DAMPAK PERUBAHAN IKLIM TERHADAP SERANGAN ORGANISME PENGGANGGU TANAMAN (OPT) SERTA STRATEGI ANTISIPASI DAN ADAPTASI DALAM UPAYA MENINGKATKAN PRODUKSI PERTANIAN
Oleh :
ERINUS MOSIP NIM (081510501047)
PROGRAM STUDI AGROTEKNOLOGI / AGROEKOTEKNOLOGI
FAKULTAS PERTANIAN
UNIVERSITAS JEMBER
2009
PENDAHULUAN
Pemanasan global menyebabkan peningkatan intensitas kejadian iklim ekstrim (El-Nino dan La-Nina) dan ketidak teraturan musim, Selama 30 tahun terakhir terjadi peningkatan suhu global secara cepat dan konsisten sebesar 0,2oC per dekade, Sepuluh tahun terpanas terjadi pada periode setelah tahun 1990, Pertanian merupakan salah satu sektor yang sangat rentan terhadap perubahan iklim yang berdampak pada produktivitas tanaman dan pendapatan petani.

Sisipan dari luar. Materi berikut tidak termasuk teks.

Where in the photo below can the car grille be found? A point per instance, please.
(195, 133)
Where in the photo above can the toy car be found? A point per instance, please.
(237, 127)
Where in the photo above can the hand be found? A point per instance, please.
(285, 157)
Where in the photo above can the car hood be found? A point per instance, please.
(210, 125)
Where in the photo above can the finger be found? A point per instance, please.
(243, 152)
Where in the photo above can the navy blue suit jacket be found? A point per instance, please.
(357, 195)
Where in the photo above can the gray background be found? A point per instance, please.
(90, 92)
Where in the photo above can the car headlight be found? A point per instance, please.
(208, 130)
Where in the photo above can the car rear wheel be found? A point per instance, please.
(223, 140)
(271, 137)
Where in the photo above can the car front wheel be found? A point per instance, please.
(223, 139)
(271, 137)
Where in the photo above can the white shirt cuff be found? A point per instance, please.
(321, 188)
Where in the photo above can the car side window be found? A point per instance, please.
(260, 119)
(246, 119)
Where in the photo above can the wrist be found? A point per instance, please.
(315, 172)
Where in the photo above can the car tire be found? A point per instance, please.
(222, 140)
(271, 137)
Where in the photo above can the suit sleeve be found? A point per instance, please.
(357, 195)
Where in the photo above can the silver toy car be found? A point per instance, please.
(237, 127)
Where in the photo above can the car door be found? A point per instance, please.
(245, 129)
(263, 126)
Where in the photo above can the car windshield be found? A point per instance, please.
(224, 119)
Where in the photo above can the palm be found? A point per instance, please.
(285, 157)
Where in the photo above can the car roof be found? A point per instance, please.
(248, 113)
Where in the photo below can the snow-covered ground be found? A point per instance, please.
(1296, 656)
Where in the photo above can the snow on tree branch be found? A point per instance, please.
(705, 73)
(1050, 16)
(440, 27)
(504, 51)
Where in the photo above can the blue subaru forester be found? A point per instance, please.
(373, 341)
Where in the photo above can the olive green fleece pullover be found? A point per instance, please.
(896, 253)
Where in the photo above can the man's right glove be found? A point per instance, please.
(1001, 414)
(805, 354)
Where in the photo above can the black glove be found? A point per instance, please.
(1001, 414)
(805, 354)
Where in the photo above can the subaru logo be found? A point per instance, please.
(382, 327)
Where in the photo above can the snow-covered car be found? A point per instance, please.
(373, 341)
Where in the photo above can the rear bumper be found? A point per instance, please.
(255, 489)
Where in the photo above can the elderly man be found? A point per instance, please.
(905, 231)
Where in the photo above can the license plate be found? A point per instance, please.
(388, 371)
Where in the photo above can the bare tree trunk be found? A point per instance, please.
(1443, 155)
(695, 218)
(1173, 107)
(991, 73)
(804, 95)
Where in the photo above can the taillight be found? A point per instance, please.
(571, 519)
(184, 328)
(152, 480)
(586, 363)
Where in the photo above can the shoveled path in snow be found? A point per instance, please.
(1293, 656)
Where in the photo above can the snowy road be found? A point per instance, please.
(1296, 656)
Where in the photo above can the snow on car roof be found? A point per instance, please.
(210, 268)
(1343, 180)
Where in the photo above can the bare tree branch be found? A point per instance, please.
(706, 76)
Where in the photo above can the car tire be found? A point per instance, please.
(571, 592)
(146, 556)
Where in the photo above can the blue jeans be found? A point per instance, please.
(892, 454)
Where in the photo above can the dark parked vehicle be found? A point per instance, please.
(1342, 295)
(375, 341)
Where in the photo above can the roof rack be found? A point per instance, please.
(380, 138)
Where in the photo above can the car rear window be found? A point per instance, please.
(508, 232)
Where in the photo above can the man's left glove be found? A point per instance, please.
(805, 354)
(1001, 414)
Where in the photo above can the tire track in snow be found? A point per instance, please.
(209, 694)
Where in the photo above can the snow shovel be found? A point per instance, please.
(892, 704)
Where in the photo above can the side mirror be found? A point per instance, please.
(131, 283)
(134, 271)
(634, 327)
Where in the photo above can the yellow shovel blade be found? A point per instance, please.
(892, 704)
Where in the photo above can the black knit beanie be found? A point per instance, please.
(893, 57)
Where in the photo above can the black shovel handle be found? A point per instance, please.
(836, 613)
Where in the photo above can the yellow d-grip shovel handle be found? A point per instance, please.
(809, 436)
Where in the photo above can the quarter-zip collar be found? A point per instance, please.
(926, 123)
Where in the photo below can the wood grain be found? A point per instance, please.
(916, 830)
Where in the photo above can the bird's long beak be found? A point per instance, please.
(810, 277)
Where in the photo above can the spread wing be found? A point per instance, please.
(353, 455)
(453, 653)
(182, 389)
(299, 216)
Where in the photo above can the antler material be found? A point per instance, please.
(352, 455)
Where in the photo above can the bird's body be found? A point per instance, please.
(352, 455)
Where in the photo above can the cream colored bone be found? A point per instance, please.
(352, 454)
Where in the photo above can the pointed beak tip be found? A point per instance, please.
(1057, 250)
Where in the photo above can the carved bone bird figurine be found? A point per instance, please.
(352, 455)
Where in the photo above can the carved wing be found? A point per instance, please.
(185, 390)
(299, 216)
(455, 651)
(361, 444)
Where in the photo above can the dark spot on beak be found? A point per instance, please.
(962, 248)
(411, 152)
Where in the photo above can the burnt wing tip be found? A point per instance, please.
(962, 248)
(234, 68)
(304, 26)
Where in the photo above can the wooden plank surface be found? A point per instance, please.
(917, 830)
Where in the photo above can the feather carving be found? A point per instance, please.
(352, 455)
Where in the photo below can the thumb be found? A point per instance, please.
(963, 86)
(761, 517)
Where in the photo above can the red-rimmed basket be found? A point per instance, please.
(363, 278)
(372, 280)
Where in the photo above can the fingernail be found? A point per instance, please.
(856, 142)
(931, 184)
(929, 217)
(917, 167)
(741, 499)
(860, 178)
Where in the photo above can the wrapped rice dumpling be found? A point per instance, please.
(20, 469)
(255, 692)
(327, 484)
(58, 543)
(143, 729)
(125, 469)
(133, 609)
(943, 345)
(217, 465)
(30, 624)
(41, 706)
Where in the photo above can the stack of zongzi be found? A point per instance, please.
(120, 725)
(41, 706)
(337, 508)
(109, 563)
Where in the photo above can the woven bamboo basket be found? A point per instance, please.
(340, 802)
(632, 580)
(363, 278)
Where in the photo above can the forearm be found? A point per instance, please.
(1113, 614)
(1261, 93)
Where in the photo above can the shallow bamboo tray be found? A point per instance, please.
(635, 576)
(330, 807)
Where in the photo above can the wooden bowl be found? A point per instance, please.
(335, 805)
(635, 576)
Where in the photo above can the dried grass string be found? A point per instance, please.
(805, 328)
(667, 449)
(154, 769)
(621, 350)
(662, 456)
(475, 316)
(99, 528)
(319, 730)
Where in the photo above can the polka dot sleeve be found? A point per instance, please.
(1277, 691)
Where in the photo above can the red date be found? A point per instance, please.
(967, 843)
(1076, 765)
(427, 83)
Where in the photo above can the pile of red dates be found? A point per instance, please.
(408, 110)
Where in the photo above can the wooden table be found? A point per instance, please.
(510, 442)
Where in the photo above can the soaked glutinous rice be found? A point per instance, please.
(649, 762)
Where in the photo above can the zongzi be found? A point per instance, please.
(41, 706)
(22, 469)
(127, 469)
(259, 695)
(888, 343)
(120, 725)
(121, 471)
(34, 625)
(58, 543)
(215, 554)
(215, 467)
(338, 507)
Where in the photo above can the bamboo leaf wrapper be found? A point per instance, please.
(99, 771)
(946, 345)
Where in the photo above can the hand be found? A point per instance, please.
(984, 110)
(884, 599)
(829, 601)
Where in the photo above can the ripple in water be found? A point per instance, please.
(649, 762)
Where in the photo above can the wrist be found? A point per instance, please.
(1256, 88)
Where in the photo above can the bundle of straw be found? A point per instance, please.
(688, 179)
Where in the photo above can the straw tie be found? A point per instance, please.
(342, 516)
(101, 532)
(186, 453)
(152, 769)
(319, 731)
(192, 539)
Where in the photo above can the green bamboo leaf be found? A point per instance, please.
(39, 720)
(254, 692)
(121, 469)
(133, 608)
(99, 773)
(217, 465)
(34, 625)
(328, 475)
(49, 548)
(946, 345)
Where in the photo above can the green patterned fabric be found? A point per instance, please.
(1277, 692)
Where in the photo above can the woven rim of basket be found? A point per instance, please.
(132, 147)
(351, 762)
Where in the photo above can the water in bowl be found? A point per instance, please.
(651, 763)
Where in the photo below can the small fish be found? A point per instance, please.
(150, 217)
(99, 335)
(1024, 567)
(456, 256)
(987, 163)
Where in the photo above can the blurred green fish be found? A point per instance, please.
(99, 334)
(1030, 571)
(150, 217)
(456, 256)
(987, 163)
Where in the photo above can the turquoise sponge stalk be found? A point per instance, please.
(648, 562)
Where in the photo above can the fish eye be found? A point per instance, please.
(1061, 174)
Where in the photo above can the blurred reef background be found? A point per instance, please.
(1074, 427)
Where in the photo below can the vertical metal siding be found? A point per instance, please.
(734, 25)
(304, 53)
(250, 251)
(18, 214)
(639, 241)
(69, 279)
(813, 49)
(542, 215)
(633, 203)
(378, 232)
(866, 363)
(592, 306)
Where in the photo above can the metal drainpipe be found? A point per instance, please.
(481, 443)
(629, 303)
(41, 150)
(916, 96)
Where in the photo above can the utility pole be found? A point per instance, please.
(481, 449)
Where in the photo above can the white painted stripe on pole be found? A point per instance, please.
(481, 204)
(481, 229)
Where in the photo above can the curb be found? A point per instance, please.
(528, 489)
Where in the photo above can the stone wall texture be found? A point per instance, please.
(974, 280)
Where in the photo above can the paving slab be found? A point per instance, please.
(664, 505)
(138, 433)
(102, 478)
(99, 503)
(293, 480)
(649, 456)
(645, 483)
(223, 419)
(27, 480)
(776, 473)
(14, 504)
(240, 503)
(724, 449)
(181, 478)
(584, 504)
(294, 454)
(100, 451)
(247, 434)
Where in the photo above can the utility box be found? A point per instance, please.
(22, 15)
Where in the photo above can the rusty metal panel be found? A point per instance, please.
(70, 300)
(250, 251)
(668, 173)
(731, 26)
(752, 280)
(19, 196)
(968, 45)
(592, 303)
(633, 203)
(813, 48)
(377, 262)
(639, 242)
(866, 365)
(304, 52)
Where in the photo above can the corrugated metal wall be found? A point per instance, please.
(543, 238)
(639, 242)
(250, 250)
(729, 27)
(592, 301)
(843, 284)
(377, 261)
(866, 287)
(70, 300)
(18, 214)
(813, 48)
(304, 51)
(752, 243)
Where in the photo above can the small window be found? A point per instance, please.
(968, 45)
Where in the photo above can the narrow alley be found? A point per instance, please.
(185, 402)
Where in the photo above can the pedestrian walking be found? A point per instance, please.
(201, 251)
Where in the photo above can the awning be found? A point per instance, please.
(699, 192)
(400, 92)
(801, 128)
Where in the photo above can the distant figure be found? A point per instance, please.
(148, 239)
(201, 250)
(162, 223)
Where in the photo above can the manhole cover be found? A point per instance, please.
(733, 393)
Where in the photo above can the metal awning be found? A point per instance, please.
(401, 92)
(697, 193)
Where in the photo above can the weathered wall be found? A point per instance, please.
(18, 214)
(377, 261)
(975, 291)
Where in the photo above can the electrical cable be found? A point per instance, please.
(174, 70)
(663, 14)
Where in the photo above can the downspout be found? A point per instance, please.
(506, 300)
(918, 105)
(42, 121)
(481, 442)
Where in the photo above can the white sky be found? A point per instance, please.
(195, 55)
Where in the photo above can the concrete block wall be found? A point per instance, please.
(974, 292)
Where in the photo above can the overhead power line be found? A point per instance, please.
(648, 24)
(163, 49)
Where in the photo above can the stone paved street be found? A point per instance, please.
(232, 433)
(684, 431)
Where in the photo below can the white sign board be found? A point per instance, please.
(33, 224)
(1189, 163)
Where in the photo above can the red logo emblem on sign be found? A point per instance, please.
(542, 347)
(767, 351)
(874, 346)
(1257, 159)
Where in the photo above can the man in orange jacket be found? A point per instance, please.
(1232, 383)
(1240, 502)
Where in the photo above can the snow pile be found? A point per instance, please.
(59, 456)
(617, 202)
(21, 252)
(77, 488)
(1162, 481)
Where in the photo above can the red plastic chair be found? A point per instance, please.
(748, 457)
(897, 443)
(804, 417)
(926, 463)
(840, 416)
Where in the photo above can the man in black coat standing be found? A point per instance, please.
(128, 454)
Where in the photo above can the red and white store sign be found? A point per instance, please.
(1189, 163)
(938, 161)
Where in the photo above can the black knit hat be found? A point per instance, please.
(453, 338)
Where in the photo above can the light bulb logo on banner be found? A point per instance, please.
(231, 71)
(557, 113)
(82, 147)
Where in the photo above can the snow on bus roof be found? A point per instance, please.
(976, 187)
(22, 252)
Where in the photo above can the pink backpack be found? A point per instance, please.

Dampak tersebut bisa secara langsung maupun tidak langsung melalui serangan OPT, fluktuasi suhu dan kelembaban udara yang semakin meningkat yang mampu menstimulasi pertumbuhan dan perkembangan OPT merupakan beberapa pengaruh perubahan iklim yang berdampak buruk terhadap pertanian di Indonesia. Strategi antisipasi dan teknologi adaptasi terhadap perubahan iklim dan serangan OPT merupakan salah satu aspek yang harus menjadi rencana strategi Departemen Pertanian dalam rangka menyikapi perubahan iklim, ancaman OPT setiap tahun terus terjadi, perkembangan hama dipengaruhi oleh faktor-faktor iklim baik langsung maupun tidak langsung, terjadinya anomali musim, yakni masih adanya hujan di musim kemarau juga dapat menstimulasi serangan OPT.
Pemantauan terhadap dinamika serangan OPT yang dikaitkan dengan perubahan iklim merupakan upaya yang perlu direalisasikan sebagai upaya antisipasi, untuk masa yang akan datang, sistem peringatan dini (early warning system) perlu dibangun, Sekolah lapang pengendalian hama terpadu (SLPHT) bagi petani dan kelompok tani merupakan kegiatan peningkatan kapasitas yang masih sangat relevan untuk dilakukan hingga saat ini. SLPHT telah ditingkatkan menjadi sekolah lapang iklim (SLI) bahkan berkembang menjadi Sekolah Lapang Pengelolaan Tanaman dan Sumberdaya Terpadu (SLPTT) dan Sekolah Lapang Pertanian, Untuk operasionalisasi implementasi sistem peringatan dini serangan OPT perlu ditunjang kelembagaan yang tepat dan kuat, Penelitian dan pengembangan tentang prediksi iklim serta pemodelannya harus terus dilakukan untuk mendukung peningkatan akurasi prediksi serangan OPT di masa yang akan datang.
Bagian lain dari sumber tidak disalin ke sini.